Ojka Film Directed By Bong Joon-Ho

Ojka Film Directed By Bong Joon-Ho (Summary)
Ojka Film Directed By Bong Joon-Ho (Summary)

As Okja opens, Lucy Mirando the CEO of a corporation that’s created genetically modified “superpigs” for meat — is giving a press conference. She’s announced that small farmers around the world will be humanely raising 25 of their superpiglets.

It’s all part of a plan to improve the Mirando Corporation’s image. Pictures of the piglets enjoying life on quiet country farms will draw attention away from the laboratories and factory farms where they were created.

The lucky babies are to remain with their farm families for 10 years, growing to the size of elephants. Then Mirando will return the best one to America for study (and eventual slaughter).

We first meet Okja the superpig and her 14-year-old caretaker Mija foraging for persimmons on South Korea’s mountain slopes. It isn’t long before she’s called upon to save Mija from tumbling down a cliff.

The bond between the orphaned girl and her gentle giant is undeniable. So when Mirando’s people show up to pronounce Okja their Number One Superpig and take her to their Seoul headquarters and then New York, Mija’s determined to stop them.

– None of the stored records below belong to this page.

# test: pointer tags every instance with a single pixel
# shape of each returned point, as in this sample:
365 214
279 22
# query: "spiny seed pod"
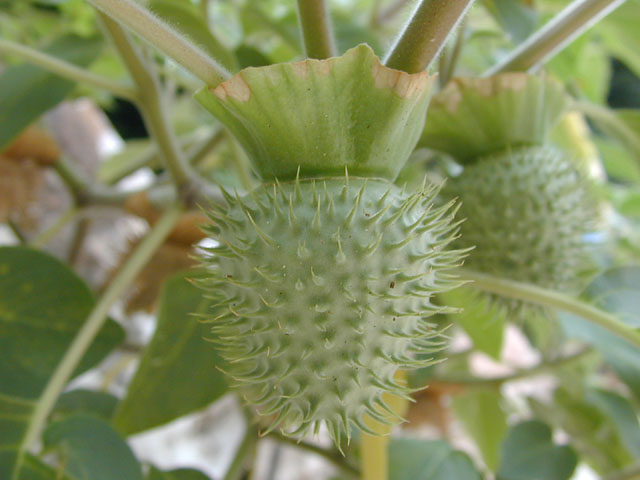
527 211
324 283
323 291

She leaves her grandfather and the only place she’s ever known, only to land in the center of a battle between the greedy, heartless corporation and their nemesis, the Animal Liberation Front (ALF).

When ALF show up midway through this action-packed film, their leader Jay declares:
“We are animal lovers. We rescue animals from slaughterhouses, zoos, labs. We tear down cages and set them free.”

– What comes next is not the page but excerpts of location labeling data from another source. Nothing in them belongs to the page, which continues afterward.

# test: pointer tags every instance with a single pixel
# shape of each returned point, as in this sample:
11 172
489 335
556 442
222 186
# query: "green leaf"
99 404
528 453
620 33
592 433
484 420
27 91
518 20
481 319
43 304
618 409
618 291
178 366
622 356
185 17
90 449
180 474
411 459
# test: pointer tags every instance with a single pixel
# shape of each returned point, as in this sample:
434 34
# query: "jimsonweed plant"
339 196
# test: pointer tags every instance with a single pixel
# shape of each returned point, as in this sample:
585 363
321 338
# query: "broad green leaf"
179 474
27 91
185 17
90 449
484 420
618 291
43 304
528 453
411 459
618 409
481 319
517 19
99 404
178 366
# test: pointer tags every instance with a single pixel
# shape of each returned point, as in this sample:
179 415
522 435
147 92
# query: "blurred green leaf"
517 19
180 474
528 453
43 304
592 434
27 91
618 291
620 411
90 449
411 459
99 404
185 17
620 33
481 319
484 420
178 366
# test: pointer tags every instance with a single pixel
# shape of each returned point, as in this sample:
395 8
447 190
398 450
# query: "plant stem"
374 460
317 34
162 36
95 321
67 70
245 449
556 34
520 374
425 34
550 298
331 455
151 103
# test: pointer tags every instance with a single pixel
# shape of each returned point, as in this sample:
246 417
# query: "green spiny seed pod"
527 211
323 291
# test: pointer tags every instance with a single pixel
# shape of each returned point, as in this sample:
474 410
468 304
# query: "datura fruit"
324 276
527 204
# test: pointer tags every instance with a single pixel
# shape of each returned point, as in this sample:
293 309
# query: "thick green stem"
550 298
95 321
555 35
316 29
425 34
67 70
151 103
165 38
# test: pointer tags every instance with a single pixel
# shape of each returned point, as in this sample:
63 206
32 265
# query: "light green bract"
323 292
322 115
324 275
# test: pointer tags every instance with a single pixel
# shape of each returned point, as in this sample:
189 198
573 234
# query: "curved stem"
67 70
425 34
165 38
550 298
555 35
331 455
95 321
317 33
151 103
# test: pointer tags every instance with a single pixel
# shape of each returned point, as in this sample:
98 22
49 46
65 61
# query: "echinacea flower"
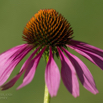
49 34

ALF’s aim is to expose the lies of factory-farming and Mirando is in their crosshairs. Things finally come to a head with a very dark confrontation at the corporate slaughterhouse.

Bong Joon-Ho, Okja’s Oscar-winning screenwriter and director, went vegan for two months after visiting a Colorado slaughterhouse while researching this film. In a 2017 VICE interview, he recalled its impact on him:

“It’s incredibly shocking. In actuality, I couldn’t even get one-tenth of the detail of the real slaughterhouse into the film… It was just an instinctual, physical reaction to the smell and just the experience I had there.”

Even though it’s only on film and at less than one-tenth the detail, It was sobering to see cinematography’s riveting take on a slaughterhouse. If you watch Okja for no other reason, that sequence is reason enough!